An old video featuring then-San Francisco District Attorney Kamala Harris has gone viral again, which should give some voters pause.

During a Google-sponsored event in 2010, Harris—once rated the Senate’s most far-left member—readily admitted she was a “radical.”

“I read that at the Republican Convention. He [opponent] called me a radical,” Harris said. “So I guess that’s one difference between us.”

“And, yeah, I am radical,” she said. “I do believe that we need to get radical, about what we are doing, and take it seriously.”

WATCH:

Harris was the District Attorney of San Francisco from January 8, 2004, to January 3, 2011. She then became a U.S. senator from January 3, 2017, to January 18, 2021. In 2019, she was the most far-left senator, surpassing socialist Bernie Sanders (I-VT), according to GovTrack’s scorecard.

Now, however, Harris has appeared to change her position on many issues that were important to her and a majority of Democratic voters during her unsuccessful 2020 presidential bid in what critics say is an effort to repackage her in a desperate bid to appeal to more voters now that she’s the heir apparent to the 2024 nomination.

Specifically, as reported by The New York Times, Harris stood on the far left of many issues, including energy, climate, firearms, and immigration. But now her campaign is attempting to downplay those stances and present her as much more moderate even as Republican operatives dig up a plethora of old interviews and video clips showing her true colors.

For instance, Republican Dave McCormick, who is running against incumbent Democratic Sen. Bob Casey of Pennsylvania, highlighted Harris’s controversial positions with a powerful montage. The video showcased Harris endorsing a range of extreme ideas, from open borders to federal firearm confiscation through a euphemistically termed “mandatory buyback” program.

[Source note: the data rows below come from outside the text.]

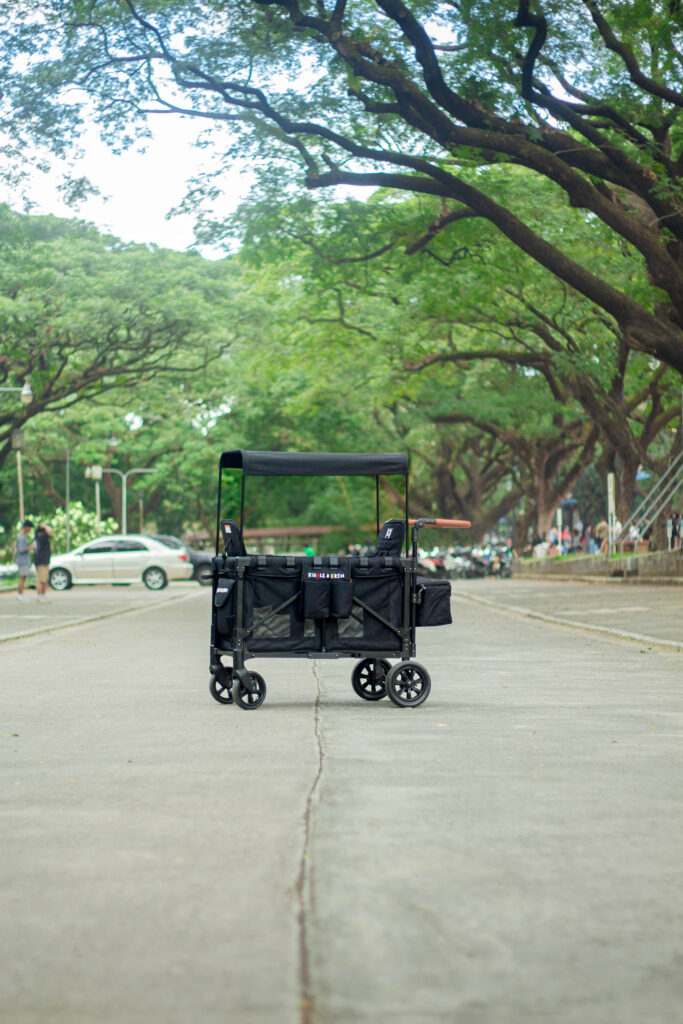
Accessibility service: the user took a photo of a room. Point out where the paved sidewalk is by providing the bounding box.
[0,582,199,642]
[451,577,683,650]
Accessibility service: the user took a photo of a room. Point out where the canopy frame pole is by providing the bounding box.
[240,473,246,534]
[405,473,410,556]
[215,467,223,556]
[375,476,380,535]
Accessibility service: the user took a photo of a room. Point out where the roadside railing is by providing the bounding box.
[618,452,683,555]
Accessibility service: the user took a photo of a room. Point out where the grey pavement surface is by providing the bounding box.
[451,577,683,649]
[0,582,199,642]
[1,581,682,1023]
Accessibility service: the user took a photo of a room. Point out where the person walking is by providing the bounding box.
[33,523,52,601]
[14,520,34,601]
[671,510,681,550]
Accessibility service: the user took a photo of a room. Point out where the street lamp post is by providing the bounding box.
[85,465,103,528]
[1,382,32,523]
[0,382,33,403]
[65,447,71,552]
[10,430,25,521]
[100,467,155,534]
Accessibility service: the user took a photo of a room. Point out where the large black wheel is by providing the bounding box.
[143,566,167,590]
[49,567,72,591]
[231,670,267,710]
[210,669,234,705]
[385,661,431,708]
[351,658,390,701]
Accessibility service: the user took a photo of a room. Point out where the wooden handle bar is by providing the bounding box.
[409,517,471,529]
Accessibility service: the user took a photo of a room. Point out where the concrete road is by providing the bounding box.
[0,582,201,642]
[1,582,681,1023]
[451,577,683,650]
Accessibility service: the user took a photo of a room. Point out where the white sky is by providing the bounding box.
[0,116,252,254]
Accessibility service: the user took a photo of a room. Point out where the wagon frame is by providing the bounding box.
[209,450,469,710]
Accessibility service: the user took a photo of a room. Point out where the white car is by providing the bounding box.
[48,534,195,591]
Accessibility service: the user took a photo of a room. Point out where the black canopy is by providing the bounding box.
[219,449,409,477]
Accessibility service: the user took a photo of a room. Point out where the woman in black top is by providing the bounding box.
[34,524,52,601]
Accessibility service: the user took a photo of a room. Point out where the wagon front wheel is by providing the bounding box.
[385,661,431,708]
[351,658,390,701]
[231,671,267,710]
[210,669,234,705]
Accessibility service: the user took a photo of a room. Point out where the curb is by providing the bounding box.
[514,572,683,586]
[451,589,683,653]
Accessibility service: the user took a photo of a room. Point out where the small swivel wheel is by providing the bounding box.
[231,670,267,710]
[385,661,431,708]
[352,658,390,701]
[210,668,234,704]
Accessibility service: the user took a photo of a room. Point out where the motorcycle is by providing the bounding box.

McCormick’s ad also featured clips of Harris supporting various controversial policies, including the Green New Deal, a ban on fracking and offshore drilling, single-payer health insurance, voting rights for violent felons, and an authoritarian climate policy aimed at reducing red meat consumption.

Republican strategists like Brad Todd in Pennsylvania have already begun seizing on the vice president’s far-left history; she was once considered the most ‘progressive’ member of the U.S. Senate before she accepted Joe Biden’s offer to be his running mate after dropping out of the 2020 Democratic primaries very early.

“The archive is deep,” Todd said, according to the Times. “We will run out of time before we run out of video clips of Kamala Harris saying wacky California liberal things. I’m just not sure that the rest of this campaign includes much besides that.”

The Times provided some details about the montage that McCormack put together:

She said then that she opposed fracking; would “think about” abolishing the Immigration and Customs Enforcement agency; called the idea of adding more police officers “wrongheaded thinking”; entertained the idea of allowing felons to vote; said she supported a “mandatory buyback program” for some guns; and called for the elimination of private health insurance.

Fracking is a particularly tough issue for Ms. Harris. Banning it was a plank in her energy platform in the 2020 primary race. But fracking remains a key element of the economy in Pennsylvania, perhaps the most important battleground state this year.

Former President Donald Trump, her GOP opponent should she go on to win her party’s nomination at the Democratic National Convention this month, has also begun to seize upon her previous left-wing stances on issues.

“She pledged to ban fracking — no fracking, oh, that’s going to do well in Pennsylvania, isn’t it?” he said at a rally on Saturday in Minnesota. “Remember, Pennsylvania, I said it. She wants no fracking. She’s on tape. The beautiful thing about modern technology is when you say something, you’re screwed if it’s bad.”